Sulla base informativa dei dati amministrativi messi a disposizione attraverso la mappa accessibile in rete ed esplorabile secondo criteri tematici (demografia, redditi, asili, servizi sociali, ecc.) o territoriali si creano le condizioni per documentare e dare rilevanza sociale alle trasformazioni della città, per aggiungere strati alla mappatura collettiva, per creare e dare forza ai vari stakeholders e a chi gestisce le decisioni che incidono sul territorio.
Il dibattito sulle diverse possibili declinazioni della città intelligente e/o della città delle prossimità si svolgono all’interno delle trasformazioni profonde che le piattaforme digitali hanno determinato sul modo di funzionare e di essere delle città stesse, con un’accelerazione che la pandemia ha fatto registrare pressoché ovunque nel mondo. Con queste trasformazioni bisogna necessariamente fare i conti e coltivare la consapevolezza che non si possono pensare nuovi paradigmi per pianificare i tempi e gli spazi dell’abitare senza, al tempo stesso, ridefinire i modi e le forme di gestione dei dati che le città stesse incessantemente producono e attraverso i quali vengono governate.

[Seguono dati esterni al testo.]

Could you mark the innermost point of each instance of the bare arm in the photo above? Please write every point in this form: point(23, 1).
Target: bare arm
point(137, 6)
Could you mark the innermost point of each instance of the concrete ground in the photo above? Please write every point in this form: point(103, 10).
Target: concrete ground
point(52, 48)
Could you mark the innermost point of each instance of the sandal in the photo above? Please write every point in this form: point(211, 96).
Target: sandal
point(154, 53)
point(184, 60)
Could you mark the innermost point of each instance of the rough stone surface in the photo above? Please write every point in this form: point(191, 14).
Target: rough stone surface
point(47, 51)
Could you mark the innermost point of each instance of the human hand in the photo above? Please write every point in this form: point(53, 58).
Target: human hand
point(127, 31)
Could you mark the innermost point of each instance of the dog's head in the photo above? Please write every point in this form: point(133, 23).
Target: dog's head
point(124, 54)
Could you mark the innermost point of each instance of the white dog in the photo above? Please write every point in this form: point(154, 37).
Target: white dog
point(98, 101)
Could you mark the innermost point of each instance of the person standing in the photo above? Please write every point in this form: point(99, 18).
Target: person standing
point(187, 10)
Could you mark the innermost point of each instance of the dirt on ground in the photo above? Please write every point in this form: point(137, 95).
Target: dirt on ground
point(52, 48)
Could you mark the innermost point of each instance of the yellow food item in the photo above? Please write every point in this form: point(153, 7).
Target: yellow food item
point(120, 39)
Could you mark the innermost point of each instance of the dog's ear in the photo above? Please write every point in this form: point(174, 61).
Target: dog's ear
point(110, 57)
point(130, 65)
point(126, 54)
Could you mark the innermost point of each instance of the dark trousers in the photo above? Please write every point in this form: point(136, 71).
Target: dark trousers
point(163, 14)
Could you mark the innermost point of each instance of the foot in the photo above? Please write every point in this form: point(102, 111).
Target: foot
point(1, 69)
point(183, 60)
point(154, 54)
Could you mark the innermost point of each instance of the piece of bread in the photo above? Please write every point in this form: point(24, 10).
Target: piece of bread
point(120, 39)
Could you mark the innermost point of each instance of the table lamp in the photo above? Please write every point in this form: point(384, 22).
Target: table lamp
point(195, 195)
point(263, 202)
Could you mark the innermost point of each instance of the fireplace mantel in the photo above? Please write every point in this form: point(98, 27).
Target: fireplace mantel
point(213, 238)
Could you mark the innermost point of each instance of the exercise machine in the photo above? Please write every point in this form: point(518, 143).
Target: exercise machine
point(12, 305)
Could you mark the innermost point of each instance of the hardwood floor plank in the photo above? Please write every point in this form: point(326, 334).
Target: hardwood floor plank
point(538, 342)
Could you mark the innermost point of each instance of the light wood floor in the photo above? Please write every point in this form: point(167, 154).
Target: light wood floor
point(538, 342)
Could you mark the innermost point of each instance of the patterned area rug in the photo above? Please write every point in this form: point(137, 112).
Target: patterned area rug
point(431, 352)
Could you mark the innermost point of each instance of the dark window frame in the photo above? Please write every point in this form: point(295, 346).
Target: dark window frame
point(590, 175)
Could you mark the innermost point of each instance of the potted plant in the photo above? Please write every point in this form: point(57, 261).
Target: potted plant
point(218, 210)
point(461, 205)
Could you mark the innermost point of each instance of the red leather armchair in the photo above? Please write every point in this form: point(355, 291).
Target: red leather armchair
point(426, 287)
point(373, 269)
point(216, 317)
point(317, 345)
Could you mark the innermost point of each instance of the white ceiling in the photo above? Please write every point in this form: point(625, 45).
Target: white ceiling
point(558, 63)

Verso la fine del 2017 il progetto della Sidewalk Labs, la divisione di Alphabet (Google) dedicata all’innovazione urbana, si aggiudica la competizione internazionale per realizzare la risistemazione di un’ampia area di Toronto che si affaccia sul fronte est del porto della città. Allo scopo viene creata la Sidewalk Toronto, una joint venture tra la società di Google e la Waterfront Toronto, una corporation no profit in cui sono rappresentati i tre livelli amministrativi della città, della regione e dello stato. Le attese e le ambizioni sono stellari. Il massimo della tecnologia a servizio dell’innovazione urbana per disegnare insieme ai cittadini i più alti livelli di accessibilità abitativa, di nuova mobilità, di sostenibilità ambientale e di sviluppo economico da integrare nel modello più avanzato di smart city, esportabile ovunque nel mondo. In poche parole: la città del futuro, un futuro da sogno ad attrito tendente verso lo zero.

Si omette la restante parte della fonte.